- Episode no.: Season 6 Episode 17
- Directed by: Andy Ackerman
- Written by: Larry David & Jerry Seinfeld
- Production code: 614
- Original air date: February 16, 1995

Guest appearances
- Liz Sheridan as Helen Seinfeld; Barney Martin as Morty Seinfeld; Len Lesser as Uncle Leo; Wendie Malick as Wendy; Mary Scheer as Joan; Billye Ree Wallace as Nana; Carol Leifer as Receptionist; Julio Oscar Mechoso as Julio; Rondi Reed as Mary; Eugene Elman as Buddy; Louisa Abernathy as Nurse;

Episode chronology
| ← Previous "The Beard" | Next → "The Doorman" |
- Seinfeld season 6

= The Kiss Hello =

"The Kiss Hello" is the 103rd episode of the NBC sitcom Seinfeld. This is the 17th episode for the sixth season. It aired on February 16, 1995. Although this was the 102nd episode to air, the cast and crew of the series credit this as the 100th episode because it is the 100th episode created. In this episode, Kramer breaks the ice between all the tenants in the building just as Jerry resolves to quit getting kissed hello. Elaine uses Kramer to criticize her friend Wendy's hair; Wendy's clinic policies get George coming and going; and Jerry's nana remembers Uncle Leo's decades-old debt to Jerry's mother.

==Plot==
Jerry rues having let Elaine's friend Wendy start kissing him hello, but puts up with it. Since Wendy is a physical therapist, George seeks advice for wrist pain. Elaine reprimands him for imposing on Wendy outside work, but George fumes that this taboo is just an excuse to charge fees. Jerry and Elaine discuss Wendy's hopelessly outdated hairstyle, and realize that only Kramer could tactlessly criticize it to her face—but only if he is not told to do so.

Jerry and Uncle Leo both get called to open Jerry's nana's ketchup. Due to memory impairment, Jerry's nana drifts back to forty-five years ago, when Leo was given $100 in racetrack winnings to split with Jerry's mother. Jerry confirms that his mother never got her $50, even as Leo denies that this ever happened.
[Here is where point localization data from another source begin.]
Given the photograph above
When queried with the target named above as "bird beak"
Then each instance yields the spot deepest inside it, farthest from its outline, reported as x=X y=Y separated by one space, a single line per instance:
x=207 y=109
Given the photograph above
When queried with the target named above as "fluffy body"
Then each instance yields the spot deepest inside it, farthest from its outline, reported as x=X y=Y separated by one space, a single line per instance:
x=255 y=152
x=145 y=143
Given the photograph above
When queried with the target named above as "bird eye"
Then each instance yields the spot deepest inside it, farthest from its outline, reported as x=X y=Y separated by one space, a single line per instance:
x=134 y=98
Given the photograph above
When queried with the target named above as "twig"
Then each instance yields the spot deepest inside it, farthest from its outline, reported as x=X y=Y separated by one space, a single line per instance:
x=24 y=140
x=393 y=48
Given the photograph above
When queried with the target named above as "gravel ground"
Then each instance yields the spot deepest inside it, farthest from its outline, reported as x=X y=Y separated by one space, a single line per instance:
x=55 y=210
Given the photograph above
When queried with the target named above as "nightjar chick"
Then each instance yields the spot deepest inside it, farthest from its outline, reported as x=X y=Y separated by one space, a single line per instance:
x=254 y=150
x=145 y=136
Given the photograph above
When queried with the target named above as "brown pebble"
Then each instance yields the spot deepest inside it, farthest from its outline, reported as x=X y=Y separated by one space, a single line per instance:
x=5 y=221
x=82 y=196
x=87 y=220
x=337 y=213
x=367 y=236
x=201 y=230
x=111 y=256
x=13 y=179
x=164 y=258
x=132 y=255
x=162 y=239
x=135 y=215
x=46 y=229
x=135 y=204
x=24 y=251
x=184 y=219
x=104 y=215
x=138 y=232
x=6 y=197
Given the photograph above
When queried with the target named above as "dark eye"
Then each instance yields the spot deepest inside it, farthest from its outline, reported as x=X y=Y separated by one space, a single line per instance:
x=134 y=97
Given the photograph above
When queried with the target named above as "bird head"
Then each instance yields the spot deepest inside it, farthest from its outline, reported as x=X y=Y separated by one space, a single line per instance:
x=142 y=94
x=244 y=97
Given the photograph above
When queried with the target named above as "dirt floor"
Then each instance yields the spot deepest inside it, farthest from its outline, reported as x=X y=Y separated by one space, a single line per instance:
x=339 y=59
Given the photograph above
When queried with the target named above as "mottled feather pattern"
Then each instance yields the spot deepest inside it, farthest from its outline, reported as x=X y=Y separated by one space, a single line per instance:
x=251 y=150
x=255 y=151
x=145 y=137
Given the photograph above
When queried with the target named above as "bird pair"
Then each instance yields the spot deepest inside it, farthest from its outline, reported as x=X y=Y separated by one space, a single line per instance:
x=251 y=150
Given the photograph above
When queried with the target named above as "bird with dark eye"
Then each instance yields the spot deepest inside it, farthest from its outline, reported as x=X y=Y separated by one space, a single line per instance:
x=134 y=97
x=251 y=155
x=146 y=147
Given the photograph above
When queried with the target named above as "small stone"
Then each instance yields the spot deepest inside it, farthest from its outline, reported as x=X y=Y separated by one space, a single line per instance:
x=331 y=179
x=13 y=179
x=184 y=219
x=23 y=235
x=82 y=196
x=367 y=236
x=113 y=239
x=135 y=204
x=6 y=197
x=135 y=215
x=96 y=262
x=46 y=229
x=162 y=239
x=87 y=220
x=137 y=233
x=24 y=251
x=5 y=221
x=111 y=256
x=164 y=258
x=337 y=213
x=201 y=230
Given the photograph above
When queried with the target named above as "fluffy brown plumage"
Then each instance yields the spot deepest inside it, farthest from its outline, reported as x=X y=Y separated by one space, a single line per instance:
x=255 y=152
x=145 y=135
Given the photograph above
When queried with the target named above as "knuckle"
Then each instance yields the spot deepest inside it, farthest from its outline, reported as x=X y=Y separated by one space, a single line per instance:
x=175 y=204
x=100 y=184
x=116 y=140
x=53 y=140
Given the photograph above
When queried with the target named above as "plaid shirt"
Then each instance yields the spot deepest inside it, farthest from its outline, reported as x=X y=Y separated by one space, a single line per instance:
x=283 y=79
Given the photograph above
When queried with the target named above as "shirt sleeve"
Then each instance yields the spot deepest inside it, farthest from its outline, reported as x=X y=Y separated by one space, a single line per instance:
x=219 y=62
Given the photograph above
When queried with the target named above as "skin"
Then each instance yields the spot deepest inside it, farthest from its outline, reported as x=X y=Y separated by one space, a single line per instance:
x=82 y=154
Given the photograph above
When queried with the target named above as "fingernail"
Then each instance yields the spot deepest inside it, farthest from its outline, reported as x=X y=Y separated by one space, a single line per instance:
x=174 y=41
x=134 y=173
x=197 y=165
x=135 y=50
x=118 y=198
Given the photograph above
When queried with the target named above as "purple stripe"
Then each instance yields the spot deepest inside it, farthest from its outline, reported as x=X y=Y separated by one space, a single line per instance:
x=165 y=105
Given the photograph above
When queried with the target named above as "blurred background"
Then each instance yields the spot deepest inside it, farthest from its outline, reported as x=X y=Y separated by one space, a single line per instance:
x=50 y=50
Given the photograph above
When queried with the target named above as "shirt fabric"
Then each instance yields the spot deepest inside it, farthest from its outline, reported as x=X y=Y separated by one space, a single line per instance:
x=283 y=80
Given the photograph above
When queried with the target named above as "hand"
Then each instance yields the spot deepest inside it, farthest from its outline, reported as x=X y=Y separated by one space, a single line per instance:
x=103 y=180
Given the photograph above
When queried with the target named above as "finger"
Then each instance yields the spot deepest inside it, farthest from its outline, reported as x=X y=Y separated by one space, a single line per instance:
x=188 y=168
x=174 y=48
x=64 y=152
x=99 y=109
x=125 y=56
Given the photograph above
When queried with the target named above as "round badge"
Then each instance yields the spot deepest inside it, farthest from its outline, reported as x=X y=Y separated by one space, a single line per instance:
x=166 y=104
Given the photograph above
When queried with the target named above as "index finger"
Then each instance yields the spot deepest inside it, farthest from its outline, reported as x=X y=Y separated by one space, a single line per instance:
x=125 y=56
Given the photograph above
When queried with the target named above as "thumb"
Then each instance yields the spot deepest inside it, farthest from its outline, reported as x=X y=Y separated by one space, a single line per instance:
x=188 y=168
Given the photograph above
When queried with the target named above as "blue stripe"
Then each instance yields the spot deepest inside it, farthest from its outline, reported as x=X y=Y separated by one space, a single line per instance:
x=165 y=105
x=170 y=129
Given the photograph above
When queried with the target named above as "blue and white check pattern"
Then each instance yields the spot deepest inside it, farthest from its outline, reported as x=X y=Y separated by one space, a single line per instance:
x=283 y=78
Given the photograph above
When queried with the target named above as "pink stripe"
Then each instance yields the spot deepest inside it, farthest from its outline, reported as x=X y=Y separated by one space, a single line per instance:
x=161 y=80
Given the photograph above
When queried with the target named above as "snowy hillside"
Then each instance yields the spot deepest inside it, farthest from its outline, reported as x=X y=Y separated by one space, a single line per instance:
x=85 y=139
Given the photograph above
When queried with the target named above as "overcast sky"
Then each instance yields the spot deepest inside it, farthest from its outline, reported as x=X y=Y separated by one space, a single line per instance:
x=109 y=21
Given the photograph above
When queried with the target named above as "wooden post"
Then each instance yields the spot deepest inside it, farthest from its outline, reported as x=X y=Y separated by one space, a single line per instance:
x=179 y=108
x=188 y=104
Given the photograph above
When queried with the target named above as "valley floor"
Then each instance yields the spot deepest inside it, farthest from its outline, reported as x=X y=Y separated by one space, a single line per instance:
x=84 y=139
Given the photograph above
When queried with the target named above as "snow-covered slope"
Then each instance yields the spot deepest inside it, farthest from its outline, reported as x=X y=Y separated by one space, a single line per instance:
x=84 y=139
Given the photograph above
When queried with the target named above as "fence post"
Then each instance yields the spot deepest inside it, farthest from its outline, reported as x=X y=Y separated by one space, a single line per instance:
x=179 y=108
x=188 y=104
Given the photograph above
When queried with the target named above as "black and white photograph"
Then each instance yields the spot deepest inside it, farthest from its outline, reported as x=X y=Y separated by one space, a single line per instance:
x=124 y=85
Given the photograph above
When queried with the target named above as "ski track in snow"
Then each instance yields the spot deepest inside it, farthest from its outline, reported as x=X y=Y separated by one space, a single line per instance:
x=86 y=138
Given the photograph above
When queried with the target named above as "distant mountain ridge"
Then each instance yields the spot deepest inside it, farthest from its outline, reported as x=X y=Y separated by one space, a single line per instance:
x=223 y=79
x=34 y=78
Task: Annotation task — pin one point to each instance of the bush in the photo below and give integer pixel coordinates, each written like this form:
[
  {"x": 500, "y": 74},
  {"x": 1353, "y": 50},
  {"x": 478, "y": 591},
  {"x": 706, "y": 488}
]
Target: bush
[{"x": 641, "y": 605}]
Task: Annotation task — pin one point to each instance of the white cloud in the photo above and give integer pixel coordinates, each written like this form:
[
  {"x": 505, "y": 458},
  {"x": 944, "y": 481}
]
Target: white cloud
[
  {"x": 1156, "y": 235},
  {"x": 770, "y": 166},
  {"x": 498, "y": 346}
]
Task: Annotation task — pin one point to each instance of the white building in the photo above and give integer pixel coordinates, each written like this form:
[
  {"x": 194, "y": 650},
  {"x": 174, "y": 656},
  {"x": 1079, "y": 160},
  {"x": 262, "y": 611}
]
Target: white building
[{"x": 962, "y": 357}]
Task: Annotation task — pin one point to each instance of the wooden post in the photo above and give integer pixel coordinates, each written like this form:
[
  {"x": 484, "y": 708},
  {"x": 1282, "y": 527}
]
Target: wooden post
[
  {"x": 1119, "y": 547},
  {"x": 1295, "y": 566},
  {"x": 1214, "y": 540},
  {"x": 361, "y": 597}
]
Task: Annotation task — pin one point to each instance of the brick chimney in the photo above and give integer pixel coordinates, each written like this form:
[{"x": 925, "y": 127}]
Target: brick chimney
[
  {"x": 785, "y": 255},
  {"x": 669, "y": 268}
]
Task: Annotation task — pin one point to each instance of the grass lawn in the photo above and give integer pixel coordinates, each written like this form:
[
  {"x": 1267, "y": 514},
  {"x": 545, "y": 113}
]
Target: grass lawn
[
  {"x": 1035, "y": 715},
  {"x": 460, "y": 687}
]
Kramer, wanting every building tenant on first-name basis, is posting everyone's names and photos in the lobby. Jerry objects, not wanting to get held up by small talk, but Kramer searches his apartment for photos, then ambushes him with a camera. Elaine, blaming Wendy's hair for her never dating, sets her up to run into Kramer at Jerry's. Jerry hides behind his fridge door to rebuff Wendy's kiss hello. To Elaine's dismay, Kramer prizes Wendy's hairstyle as unique, and they start dating.

George consults Wendy, but she charges him for a last-minute cancellation, and is unsympathetic that he had to drive his mother. It is also too late to cancel his next session. Kramer posts Jerry's goofy photo, and he is inundated by greetings and chitchat; worse, more women start kissing him hello, which he vows to stop at any cost. Kramer defies him with a firm kiss on the mouth.

Wendy cancels last-minute on George to go skiing with Elaine. Wendy drives Elaine home, but not all the way; to avoid a loop of one-way streets, she leaves Elaine to fumble with her ski gear for three blocks. Leo suddenly moves Jerry's nana to a nursing home; Jerry suspects he means to silence her. At the home, Jerry finds his nana's former neighbor, who corroborates the racetrack winnings, letting Jerry finally corner Leo.

Elaine confronts Wendy for forsaking her and causing a shoulder injury; George overhears and realizes Wendy had no good excuse for canceling on him. Wendy takes no responsibility for either of them, so they finally criticize her hair to her face before leaving. Wendy changes her hairstyle, and Kramer dumps her.

Jerry backs out of every kiss hello; overnight, he becomes the pariah of the building, with his photo defaced and the building manager neglecting to restore his hot water. The other tenants bond over kisses hello while shunning him. Jerry is forced to shower at Kramer's, but Kramer cannot be seen with Jerry as their neighbors, kissing Kramer hello, arrive for a party.

==Production==
Because "The Kiss Hello" was the 100th episode of Seinfeld to be produced, the cast and crew were all given commemorative "100th" jackets at the table-read for the episode.

Wendy's receptionist is played by staff writer Carol Leifer, who was to some degree the real-life inspiration for the Elaine character. During table-reads, Leifer would often read the parts of minor characters who had not yet been cast; she was asked to play the part of the receptionist after reading it at the table-read.